Google promises to speed up the web with new image format

Posted by Emma Woollacott

Google has started pushing an alternative to the JPEG image format in a move which it says could speed up the web.

Most of the formats in general use are over a decade old, and the company says that they're consistently responsible for most of the latency users experience. Images make up about 65 percent of the bytes transmitted per web page, with lossy formats such as JPEG the worst offenders.

WebP, says Google, improves matters considerably by using an image compressor based on the VP8 codec that Google open-sourced in May 2010.

"While the benefits of a VP8 based image format were clear in theory, we needed to test them in the real world," says product manager Richard Rabbat.

"In order to gauge the effectiveness of our efforts, we randomly picked about 1,000,000 images from the web (mostly JPEGs and some PNGs and GIFs) and re-encoded them to WebP without perceptibly compromising visual quality.

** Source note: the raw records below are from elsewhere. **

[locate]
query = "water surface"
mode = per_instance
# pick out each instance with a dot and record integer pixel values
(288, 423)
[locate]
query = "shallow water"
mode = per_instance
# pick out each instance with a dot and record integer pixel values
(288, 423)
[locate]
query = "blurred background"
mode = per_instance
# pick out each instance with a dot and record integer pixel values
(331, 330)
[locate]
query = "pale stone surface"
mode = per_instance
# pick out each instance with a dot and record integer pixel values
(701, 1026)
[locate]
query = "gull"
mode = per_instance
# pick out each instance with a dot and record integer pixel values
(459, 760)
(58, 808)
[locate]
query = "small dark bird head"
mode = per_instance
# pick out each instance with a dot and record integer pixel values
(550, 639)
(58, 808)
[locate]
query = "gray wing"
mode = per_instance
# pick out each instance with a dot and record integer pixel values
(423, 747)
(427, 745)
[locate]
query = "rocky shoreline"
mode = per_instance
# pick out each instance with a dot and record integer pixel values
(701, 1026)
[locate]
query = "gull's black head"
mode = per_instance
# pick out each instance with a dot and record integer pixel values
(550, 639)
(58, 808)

This resulted in an average 39 percent  reduction in file size."

Rabbat says he expects developers to achieve even better file size reduction in practice, when starting from an uncompressed image.

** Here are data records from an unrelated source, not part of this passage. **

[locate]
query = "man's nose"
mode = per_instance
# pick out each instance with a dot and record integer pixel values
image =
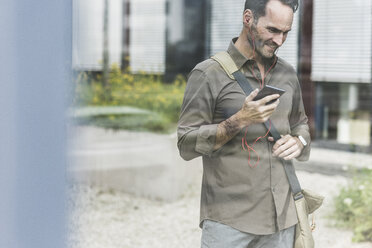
(279, 39)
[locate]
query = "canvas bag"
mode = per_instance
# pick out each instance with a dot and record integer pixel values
(306, 202)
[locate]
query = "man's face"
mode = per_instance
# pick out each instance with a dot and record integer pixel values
(271, 30)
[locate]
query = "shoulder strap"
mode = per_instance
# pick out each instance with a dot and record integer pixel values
(227, 63)
(225, 60)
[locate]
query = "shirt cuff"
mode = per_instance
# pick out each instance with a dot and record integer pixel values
(206, 139)
(305, 154)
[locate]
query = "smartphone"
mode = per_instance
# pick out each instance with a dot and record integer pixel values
(267, 91)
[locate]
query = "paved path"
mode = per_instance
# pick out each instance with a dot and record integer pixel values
(112, 219)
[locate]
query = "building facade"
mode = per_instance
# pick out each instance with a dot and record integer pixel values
(329, 45)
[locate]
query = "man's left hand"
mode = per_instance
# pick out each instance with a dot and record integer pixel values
(288, 147)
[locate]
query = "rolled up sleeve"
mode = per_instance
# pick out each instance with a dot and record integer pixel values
(299, 123)
(196, 131)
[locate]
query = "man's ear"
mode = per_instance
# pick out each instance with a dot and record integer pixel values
(248, 18)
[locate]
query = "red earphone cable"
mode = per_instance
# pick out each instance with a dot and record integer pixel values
(245, 145)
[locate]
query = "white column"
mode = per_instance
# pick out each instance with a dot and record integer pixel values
(35, 67)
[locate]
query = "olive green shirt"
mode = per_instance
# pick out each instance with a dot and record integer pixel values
(257, 199)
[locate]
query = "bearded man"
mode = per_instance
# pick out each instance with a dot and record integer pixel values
(246, 200)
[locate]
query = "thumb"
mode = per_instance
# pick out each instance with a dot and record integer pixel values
(252, 95)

Google is releasing a conversion tool to the new format, and says it hopes to work with broswer and web developers to improve the WebP spec and add native support.

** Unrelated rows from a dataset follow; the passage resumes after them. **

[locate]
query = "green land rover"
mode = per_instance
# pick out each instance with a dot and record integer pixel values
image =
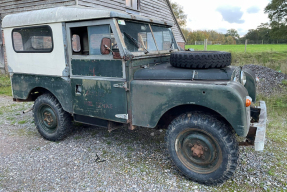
(113, 69)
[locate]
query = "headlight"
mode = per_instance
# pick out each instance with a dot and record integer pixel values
(243, 78)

WebP images can't be viewed until browsers support the format, but Microsoft says it's developing a patch for WebKit to provide native support for WebP in an upcoming release of Google Chrome. It also plans to add support for a transparency layer, or alpha channel, in a future update.

Google's released a series of images for comparison, here. But many observers are already suggesting that WebP offers little improvement over existing formats.

"With several other formats already available which offer similar advantages, what we need is better browser support, not another format to deal with," reads one comment on the Chromium blog.

"With two competing successors to JPEG and no real fallback options, developers will basically be forced to use neither and stick with JPEG."